You can even combine this with Assistant skills and agent-specific runbooks. That way, when you get paged about increased toxicity from your agent, you can ask Assistant to inspect the conversation, read your runbook, and offer remediation strategies.

AI Observability, from the team that built Grafana Assistant

We know about the challenge of observing agents because we've lived through it. When we started building Assistant, we looked at lots of frameworks, but they just weren’t detailed enough for how we wanted to monitor our agents.

We quickly realized we needed to build our own in-house solution. Assistant has been very well received by our users—so popular, in fact, that we're making it available in new and exciting ways—and a big part of that success has been our ability to closely monitor the feedback loop we built so we can keep track of how performance and customer behavior evolves.

That success led us to think we should make this available to our customers. So, during a recent hackathon, the Assistant team took what it learned from monitoring agents, prompt engineering, keeping track of agent versions, handling tools, and more, and baked it into a solution that enables you to monitor agents at a large scale, too.

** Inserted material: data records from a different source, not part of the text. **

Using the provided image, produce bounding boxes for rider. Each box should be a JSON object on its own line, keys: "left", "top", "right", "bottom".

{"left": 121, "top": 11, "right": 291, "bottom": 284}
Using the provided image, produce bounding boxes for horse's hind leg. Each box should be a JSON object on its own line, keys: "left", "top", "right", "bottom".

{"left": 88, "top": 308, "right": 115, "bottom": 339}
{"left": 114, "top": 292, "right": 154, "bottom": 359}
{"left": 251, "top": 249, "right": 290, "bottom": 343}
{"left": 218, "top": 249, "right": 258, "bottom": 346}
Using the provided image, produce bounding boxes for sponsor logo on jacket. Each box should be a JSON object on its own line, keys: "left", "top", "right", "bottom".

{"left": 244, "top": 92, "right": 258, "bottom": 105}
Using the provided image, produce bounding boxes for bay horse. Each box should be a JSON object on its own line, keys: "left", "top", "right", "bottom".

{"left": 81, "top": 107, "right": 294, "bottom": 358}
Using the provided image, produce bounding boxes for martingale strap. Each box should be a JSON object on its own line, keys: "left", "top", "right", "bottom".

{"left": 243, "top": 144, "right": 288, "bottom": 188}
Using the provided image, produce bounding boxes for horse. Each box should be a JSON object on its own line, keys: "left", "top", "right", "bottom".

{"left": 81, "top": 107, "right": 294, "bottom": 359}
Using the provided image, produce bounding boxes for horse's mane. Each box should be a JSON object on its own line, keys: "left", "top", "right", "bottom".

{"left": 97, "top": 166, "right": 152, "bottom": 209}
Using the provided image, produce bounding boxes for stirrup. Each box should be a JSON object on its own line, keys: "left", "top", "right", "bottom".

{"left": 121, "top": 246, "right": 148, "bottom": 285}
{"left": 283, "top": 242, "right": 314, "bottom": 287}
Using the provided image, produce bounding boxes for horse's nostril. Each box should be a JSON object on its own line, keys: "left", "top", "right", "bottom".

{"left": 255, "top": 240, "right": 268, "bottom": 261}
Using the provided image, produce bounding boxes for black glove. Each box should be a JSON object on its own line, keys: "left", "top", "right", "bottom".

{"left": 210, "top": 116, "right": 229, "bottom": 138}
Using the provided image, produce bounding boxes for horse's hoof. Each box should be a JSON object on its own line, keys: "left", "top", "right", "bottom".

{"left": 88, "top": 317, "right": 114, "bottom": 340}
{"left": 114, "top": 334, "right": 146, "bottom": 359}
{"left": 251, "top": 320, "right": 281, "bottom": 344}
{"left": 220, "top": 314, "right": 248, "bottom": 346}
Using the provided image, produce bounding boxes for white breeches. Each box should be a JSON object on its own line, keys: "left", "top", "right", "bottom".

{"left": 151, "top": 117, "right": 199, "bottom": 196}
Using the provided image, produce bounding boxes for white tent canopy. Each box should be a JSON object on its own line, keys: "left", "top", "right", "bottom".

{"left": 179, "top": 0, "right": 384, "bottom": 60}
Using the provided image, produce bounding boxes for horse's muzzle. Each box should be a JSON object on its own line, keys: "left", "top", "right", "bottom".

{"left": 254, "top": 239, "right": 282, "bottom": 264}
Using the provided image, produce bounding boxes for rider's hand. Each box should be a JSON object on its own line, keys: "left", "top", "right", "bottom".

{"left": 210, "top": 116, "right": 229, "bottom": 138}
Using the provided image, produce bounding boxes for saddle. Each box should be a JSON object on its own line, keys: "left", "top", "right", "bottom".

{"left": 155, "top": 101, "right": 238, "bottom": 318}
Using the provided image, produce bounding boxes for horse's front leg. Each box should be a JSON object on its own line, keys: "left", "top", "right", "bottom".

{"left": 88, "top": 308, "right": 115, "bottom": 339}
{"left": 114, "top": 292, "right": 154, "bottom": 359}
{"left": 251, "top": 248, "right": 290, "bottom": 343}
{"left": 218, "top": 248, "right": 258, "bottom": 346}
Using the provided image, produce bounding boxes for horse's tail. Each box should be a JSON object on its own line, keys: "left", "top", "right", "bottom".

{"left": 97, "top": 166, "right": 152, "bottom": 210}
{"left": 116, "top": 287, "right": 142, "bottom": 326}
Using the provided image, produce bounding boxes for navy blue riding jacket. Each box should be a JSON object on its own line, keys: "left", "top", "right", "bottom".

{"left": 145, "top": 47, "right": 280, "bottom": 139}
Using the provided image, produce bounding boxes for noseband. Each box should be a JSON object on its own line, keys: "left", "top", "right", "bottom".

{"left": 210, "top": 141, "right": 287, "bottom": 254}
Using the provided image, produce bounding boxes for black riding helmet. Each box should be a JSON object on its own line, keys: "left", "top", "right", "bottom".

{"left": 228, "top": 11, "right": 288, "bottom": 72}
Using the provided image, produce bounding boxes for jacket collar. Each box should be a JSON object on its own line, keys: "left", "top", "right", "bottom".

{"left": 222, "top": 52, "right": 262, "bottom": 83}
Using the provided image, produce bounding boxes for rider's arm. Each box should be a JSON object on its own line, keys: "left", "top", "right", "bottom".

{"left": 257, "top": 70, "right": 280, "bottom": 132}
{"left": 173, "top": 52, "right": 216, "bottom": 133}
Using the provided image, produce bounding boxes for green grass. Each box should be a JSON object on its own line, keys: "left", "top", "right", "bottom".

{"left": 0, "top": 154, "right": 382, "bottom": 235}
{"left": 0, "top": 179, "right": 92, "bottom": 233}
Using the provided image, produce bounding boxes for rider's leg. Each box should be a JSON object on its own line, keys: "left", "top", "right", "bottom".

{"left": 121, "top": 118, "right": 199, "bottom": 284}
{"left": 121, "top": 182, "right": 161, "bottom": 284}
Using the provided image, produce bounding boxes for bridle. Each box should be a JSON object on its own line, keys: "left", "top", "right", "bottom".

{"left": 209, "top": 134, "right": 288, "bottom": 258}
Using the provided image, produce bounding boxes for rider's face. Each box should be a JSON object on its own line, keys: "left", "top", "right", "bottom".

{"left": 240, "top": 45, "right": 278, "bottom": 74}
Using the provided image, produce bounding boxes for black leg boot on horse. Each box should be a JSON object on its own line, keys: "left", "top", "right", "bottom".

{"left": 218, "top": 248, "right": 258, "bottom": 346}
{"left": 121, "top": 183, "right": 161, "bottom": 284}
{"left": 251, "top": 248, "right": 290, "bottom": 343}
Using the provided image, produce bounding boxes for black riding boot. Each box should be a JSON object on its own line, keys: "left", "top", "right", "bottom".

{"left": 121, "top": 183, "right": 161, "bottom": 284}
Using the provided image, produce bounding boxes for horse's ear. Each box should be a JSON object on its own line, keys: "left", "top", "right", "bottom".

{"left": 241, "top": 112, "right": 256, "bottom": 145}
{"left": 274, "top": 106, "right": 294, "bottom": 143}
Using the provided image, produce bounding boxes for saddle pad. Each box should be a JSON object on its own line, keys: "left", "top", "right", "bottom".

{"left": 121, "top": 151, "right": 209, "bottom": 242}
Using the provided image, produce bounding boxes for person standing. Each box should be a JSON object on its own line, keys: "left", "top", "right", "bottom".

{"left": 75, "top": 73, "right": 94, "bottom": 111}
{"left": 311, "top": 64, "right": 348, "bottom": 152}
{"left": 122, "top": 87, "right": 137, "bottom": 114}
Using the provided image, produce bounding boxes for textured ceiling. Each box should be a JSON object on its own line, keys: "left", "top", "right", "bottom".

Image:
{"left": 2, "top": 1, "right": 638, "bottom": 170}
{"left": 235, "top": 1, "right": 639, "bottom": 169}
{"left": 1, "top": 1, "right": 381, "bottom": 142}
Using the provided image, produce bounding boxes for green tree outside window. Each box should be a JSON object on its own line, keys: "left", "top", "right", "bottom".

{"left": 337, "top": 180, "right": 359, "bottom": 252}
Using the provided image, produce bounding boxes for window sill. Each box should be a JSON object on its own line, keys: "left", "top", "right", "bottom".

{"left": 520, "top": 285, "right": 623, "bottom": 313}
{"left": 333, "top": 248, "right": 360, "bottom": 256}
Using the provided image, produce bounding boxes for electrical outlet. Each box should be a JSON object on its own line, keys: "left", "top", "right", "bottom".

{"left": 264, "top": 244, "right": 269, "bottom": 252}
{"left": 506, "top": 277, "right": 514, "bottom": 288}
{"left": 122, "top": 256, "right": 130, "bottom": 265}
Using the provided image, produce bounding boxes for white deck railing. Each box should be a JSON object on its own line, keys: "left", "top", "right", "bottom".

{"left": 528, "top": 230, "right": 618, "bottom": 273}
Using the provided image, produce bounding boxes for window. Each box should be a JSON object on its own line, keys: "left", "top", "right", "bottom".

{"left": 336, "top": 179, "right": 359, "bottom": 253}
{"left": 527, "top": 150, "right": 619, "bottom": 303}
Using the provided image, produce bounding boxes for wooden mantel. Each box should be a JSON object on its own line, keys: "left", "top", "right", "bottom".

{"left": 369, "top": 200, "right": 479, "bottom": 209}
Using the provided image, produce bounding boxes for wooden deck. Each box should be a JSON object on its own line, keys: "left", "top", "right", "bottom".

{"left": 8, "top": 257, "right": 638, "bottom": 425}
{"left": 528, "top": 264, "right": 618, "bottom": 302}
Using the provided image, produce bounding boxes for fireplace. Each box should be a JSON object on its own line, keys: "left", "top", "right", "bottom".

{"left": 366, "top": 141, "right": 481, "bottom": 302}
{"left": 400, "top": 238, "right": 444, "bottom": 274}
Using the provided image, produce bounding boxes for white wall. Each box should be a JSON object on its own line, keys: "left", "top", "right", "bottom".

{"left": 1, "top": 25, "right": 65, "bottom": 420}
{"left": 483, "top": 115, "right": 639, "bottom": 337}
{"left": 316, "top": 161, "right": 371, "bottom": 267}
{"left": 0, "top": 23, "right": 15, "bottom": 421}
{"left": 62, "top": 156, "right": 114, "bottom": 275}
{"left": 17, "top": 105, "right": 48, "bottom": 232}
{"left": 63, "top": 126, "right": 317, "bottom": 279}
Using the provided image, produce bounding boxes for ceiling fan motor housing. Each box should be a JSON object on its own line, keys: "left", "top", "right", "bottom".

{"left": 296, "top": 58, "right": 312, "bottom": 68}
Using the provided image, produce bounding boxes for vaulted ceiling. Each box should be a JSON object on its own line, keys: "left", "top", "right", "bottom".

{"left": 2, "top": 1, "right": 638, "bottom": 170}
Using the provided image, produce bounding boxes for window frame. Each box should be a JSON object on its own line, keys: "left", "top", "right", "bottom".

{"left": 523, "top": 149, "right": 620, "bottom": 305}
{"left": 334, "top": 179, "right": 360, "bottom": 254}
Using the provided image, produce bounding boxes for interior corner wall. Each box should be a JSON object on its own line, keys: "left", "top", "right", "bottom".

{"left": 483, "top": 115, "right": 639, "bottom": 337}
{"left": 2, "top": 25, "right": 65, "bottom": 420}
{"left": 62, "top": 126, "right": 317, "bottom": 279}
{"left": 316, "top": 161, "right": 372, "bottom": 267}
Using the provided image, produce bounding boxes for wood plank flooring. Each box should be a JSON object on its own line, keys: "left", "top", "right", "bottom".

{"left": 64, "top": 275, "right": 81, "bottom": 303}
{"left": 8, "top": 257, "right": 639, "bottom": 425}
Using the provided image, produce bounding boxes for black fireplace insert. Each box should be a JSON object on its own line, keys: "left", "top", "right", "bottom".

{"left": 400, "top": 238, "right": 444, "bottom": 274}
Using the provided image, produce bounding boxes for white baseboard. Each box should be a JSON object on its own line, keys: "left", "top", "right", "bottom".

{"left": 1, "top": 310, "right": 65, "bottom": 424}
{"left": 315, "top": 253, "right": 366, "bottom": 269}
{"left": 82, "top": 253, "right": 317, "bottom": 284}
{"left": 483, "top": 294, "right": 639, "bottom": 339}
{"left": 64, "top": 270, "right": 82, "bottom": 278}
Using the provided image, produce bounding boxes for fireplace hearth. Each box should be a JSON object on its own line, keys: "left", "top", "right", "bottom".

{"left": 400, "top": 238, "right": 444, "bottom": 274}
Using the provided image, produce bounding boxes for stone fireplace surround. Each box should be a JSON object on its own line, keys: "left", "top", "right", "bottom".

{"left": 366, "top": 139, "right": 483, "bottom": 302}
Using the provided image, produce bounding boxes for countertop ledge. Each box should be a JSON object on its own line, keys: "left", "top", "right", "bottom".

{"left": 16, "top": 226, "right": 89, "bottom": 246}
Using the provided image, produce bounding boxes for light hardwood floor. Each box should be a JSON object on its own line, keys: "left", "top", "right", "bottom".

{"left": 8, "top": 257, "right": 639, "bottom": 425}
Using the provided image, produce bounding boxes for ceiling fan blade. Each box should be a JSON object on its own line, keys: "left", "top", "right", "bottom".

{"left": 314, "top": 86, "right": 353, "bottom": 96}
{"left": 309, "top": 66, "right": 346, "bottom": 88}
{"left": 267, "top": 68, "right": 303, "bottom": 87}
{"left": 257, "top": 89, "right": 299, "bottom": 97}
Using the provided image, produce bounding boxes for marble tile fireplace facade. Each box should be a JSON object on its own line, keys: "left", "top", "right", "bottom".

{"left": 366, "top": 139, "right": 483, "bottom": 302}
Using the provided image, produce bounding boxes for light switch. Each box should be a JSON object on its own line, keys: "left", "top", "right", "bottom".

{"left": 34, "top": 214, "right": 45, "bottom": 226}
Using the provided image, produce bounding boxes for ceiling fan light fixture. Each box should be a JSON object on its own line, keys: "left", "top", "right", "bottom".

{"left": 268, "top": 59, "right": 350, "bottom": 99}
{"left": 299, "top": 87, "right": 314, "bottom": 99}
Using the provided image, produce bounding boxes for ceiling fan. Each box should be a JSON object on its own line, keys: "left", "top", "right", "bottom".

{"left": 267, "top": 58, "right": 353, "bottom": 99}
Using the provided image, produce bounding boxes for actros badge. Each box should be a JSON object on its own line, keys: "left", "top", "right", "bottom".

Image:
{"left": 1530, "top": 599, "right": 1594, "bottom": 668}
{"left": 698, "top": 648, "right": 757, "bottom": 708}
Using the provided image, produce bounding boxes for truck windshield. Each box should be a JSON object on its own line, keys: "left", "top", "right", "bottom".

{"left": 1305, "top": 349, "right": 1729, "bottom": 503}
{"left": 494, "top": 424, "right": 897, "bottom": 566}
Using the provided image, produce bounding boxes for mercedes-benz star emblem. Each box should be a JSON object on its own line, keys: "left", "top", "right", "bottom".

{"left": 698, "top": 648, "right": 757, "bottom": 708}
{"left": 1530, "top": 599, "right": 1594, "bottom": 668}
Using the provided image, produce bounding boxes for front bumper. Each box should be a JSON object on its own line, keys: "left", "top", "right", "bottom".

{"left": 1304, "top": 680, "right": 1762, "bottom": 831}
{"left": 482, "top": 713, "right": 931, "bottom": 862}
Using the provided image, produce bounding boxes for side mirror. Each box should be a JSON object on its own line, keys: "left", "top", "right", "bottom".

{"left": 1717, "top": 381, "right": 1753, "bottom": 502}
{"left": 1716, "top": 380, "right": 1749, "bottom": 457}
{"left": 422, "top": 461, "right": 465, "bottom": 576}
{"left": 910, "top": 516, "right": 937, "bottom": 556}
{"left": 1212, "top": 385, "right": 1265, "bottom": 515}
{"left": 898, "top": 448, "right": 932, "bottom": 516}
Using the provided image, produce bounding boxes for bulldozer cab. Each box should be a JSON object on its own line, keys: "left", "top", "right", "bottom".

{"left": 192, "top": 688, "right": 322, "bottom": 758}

As with Assistant, AI Observability is at the center of continuous innovation. We've already shipped new features, including user annotations and streamlined alerting, after working with customers during the private preview. And we're excited to continue to innovate as we open the solution to a wider audience.

Starting today, you can find AI Observability in Grafana Cloud and start using it right away. Start with the demo mode to get a feel for how it works with some example data. And when you’re ready, you can hook up your own agents and start analyzing them.